La ricerca sull’interrelazione virus-inquinamento continuerà?

Dal 17 marzo molti ricercatori internazionali si sono messi a lavorare intorno a questa ipotesi e molti stanno pian piano confermando questo modello, estendendolo anche all’effetto sulla mortalità. Abbiamo ricevuto molti attestati di stima per averlo proposto. D’altra parte, in Italia, l’ISS, ENEA e ARPAE hanno presentato un progetto congiunto nazionale chiamato Pulvirus per esplorare l’interazione tra virus e inquinamento. Noi continueremo a ricercare, insieme alla Società Italiana di Medicina Ambientale, al fine di approfondire il nostro modello.

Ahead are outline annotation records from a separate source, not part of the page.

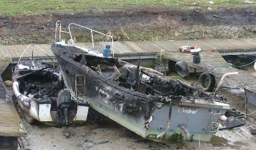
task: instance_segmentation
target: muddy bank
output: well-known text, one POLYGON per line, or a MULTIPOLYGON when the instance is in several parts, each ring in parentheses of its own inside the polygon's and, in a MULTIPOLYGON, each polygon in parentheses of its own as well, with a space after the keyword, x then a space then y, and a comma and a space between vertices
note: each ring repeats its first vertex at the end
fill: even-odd
MULTIPOLYGON (((72 22, 82 24, 114 35, 116 41, 251 38, 256 33, 255 16, 254 8, 0 16, 0 44, 49 42, 54 40, 55 22, 59 20, 64 27, 72 22)), ((90 40, 89 35, 74 32, 77 41, 90 40)))

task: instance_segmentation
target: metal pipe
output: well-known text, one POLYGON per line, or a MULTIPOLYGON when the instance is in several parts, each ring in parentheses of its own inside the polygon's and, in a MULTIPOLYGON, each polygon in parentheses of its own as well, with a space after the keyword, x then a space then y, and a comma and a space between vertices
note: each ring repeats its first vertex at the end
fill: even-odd
POLYGON ((229 72, 229 73, 225 74, 222 76, 222 77, 221 77, 221 80, 220 80, 220 82, 219 82, 219 83, 218 83, 218 86, 217 87, 215 91, 214 91, 214 95, 213 95, 213 97, 212 98, 213 98, 213 99, 214 98, 215 96, 216 95, 217 91, 218 91, 218 88, 220 88, 220 86, 221 85, 221 84, 222 84, 223 80, 224 80, 224 78, 225 78, 226 76, 231 75, 237 75, 238 74, 238 72, 229 72))
POLYGON ((93 43, 93 35, 92 30, 90 31, 90 34, 92 35, 92 44, 93 44, 93 48, 94 48, 94 44, 93 43))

Lei è anche fondatore del Centro per le Comunità Solari, Associazione no profit e spin-off dell’Universita di Bologna. Come dovrebbe trasformarsi il nostro sistema energetico e dei trasporti?

Anche prima del Covid, secondo l’Air Quality Report 2019 (EEA), le PM causavano 58600 morti premature, in un anno in Italia, la stima più alta in Europa. Dobbiamo cambiare il sistema energetico verso l’energia rinnovabile e cambiare i nostri stili di vita alimentari e sociali. Dobbiamo favorire le auto elettriche, il fotovoltaico e l’energia rinnovabile. La rigenerazione urbana ci permetterà di ridurre il numero di automobili a favore degli spostamenti a piedi, delle biciclette e dei mezzi pubblici. Durante il lockdown abbiamo ripulito l’aria tanto che la riduzione della foschia tipica dello smog ha permesso una migliore produzione degli impianti fotovoltaici; non possiamo perdere questa occasione, o sarà un fallimento definitivo.